Bergmann Tobias, Vakitbilir Nuray, Gomez Alwyn, Islam Abrar, Stein Kevin Y, Sainbhi Amanjyot Singh, Froese Logan, Zeiler Frederick A
Biomedical Engineering, Faculty of Engineering, University of Manitoba, Winnipeg, MB R3T 5V6, Canada.
Section of Neurosurgery, Department of Surgery, Rady Faculty of Health Sciences, University of Manitoba, Winnipeg, MB R3A 1R9, Canada.
Bioengineering (Basel). 2024 Sep 18;11(9):933. doi: 10.3390/bioengineering11090933.

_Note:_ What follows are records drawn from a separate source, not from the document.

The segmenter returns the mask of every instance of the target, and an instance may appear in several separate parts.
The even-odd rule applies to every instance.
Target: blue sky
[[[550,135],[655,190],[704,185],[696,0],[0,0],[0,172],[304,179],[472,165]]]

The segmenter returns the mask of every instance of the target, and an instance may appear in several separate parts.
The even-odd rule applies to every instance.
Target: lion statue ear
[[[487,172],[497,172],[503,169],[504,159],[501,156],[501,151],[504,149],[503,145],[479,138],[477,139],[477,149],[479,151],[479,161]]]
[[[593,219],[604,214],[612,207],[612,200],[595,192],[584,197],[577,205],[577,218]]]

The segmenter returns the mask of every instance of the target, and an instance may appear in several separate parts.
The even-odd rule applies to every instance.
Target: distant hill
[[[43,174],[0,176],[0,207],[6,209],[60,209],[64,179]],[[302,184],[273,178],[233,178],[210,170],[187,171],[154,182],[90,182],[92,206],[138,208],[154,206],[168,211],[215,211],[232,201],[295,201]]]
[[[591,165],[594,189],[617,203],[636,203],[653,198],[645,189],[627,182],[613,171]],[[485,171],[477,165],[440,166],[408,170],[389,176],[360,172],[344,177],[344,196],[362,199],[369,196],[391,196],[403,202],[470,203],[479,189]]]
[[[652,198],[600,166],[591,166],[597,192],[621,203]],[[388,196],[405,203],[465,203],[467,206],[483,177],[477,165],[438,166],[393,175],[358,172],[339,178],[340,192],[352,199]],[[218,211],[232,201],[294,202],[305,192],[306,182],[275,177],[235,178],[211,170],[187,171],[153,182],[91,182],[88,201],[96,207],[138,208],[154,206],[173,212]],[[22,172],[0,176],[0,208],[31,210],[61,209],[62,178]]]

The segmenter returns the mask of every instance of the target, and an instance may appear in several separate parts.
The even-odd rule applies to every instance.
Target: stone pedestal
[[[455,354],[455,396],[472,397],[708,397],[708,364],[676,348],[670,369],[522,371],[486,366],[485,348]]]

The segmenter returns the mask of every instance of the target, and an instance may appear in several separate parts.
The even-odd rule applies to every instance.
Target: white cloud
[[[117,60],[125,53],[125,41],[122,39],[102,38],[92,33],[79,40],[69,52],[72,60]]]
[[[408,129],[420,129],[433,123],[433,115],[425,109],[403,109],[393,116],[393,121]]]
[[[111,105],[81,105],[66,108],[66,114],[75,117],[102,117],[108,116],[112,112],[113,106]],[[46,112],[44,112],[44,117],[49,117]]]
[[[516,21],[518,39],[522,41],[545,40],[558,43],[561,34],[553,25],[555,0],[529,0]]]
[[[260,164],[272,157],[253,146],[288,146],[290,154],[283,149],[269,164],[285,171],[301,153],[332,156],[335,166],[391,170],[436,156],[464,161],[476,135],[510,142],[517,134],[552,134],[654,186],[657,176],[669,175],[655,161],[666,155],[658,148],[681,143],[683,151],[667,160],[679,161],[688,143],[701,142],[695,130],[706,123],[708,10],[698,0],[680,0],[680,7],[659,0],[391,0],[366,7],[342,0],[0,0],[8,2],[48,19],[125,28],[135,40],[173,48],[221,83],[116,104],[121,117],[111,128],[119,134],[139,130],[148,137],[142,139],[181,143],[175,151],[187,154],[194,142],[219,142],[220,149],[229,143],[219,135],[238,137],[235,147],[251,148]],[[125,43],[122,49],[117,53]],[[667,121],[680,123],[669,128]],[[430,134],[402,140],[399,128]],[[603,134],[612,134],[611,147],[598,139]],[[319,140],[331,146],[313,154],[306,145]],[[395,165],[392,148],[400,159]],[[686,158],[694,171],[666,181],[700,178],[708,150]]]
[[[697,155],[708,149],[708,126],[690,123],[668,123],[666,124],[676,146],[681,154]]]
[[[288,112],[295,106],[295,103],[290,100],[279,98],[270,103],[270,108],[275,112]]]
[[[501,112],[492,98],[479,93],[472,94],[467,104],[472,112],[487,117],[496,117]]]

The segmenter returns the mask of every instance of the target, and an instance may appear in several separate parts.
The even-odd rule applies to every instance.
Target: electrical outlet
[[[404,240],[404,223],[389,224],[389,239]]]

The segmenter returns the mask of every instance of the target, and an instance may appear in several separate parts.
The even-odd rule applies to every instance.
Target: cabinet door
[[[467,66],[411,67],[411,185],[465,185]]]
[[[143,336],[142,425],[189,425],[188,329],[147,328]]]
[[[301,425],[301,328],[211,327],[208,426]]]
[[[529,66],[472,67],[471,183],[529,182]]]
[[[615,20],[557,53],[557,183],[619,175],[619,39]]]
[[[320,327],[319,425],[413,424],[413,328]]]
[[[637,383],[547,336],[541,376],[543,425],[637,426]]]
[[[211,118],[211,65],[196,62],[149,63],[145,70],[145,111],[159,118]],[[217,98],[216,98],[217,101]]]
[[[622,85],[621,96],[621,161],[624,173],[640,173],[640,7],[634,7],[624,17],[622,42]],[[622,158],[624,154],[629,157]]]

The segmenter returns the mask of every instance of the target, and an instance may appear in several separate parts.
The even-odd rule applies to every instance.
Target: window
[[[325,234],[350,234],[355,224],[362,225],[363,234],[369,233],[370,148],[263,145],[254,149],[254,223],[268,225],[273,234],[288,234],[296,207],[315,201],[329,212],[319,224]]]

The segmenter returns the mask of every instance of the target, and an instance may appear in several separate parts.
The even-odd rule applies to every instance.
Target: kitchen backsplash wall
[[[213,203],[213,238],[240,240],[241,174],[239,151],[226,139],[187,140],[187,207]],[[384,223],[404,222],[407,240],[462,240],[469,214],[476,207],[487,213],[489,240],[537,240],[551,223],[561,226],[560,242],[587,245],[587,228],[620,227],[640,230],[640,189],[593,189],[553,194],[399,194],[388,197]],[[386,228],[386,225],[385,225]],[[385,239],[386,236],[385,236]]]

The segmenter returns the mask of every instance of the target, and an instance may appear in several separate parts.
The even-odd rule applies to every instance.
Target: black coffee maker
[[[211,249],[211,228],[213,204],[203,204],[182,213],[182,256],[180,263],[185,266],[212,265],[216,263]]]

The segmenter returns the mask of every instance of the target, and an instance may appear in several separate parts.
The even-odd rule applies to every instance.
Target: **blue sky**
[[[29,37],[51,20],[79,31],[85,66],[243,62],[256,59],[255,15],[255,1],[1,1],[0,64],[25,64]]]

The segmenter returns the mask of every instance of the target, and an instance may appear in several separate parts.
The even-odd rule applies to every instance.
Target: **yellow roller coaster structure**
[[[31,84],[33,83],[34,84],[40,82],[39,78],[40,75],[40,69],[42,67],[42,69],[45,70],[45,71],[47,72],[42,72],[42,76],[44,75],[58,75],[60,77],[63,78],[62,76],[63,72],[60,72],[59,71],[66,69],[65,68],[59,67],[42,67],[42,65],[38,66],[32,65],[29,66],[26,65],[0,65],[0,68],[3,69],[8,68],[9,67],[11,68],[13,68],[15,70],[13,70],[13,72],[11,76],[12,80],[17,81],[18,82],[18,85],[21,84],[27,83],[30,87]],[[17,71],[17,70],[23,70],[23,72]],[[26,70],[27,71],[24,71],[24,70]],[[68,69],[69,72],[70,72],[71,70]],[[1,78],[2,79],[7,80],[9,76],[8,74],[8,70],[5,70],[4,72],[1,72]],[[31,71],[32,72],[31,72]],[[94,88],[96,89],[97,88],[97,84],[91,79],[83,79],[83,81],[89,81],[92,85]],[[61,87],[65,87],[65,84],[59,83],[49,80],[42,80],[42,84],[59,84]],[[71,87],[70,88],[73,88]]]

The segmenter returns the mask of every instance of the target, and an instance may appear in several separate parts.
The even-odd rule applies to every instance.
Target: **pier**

Artifacts induced during patient monitoring are a main limitation for near-infrared spectroscopy (NIRS) as a non-invasive method of cerebral hemodynamic monitoring. There currently does not exist a robust "gold-standard" method for artifact management for these signals. The objective of this review is to comprehensively examine the literature on existing artifact management methods for cerebral NIRS signals recorded in animals and humans. A search of five databases was conducted based on the Preferred Reporting Items for Systematic Reviews and Meta-Analysis guidelines. The search yielded 806 unique results. There were 19 articles from these results that were included in this review based on the inclusion/exclusion criteria. There were an additional 36 articles identified in the references of select articles that were also included. The methods outlined in these articles were grouped under two major categories: (1) motion and other disconnection artifact removal methods; (2) data quality improvement and physiological/other noise artifact filtering methods. These were sub-categorized by method type. It proved difficult to quantitatively compare the methods due to the heterogeneity of the effectiveness metrics and definitions of artifacts. The limitations evident in the existing literature justify the need for more comprehensive comparisons of artifact management. This review provides insights into the available methods for artifact management in cerebral NIRS and justification for a homogenous method to quantify the effectiveness of artifact management methods. This builds upon the work of two existing reviews that have been conducted on this topic; however, the scope is extended to all artifact types and all NIRS recording types. Future work by our lab in cerebral NIRS artifact management will lie in a layered artifact management method that will employ different techniques covered in this review (including dynamic thresholding, autoregressive-based methods, and wavelet-based methods) amongst others to remove varying artifact types.
患者监测期间产生的伪影是近红外光谱技术(NIRS)作为一种无创脑血流动力学监测方法的主要限制因素。目前尚不存在针对这些信号的稳健的伪影管理“金标准”方法。本综述的目的是全面考察有关动物和人类记录的脑NIRS信号现有伪影管理方法的文献。根据系统评价和Meta分析的首选报告项目指南,对五个数据库进行了检索。检索结果共806条。根据纳入/排除标准,这些结果中有19篇文章被纳入本综述。在部分文章的参考文献中还确定了另外36篇文章也被纳入。这些文章中概述的方法分为两大类:(1)运动和其他断开伪影去除方法;(2)数据质量改善和生理/其他噪声伪影滤波方法。这些方法按方法类型进一步细分。由于有效性指标和伪影定义的异质性,难以对这些方法进行定量比较。现有文献中明显的局限性证明有必要对伪影管理进行更全面的比较。本综述深入探讨了脑NIRS中可用的伪影管理方法,并为量化伪影管理方法有效性的统一方法提供了依据。这是在之前针对该主题进行的两项现有综述的基础上开展的工作;然而,范围扩展到了所有伪影类型和所有NIRS记录类型。我们实验室未来在脑NIRS伪影管理方面的工作将采用分层伪影管理方法,该方法将采用本综述中涵盖的不同技术(包括动态阈值处理、基于自回归的方法和基于小波的方法)等,以去除不同类型的伪影。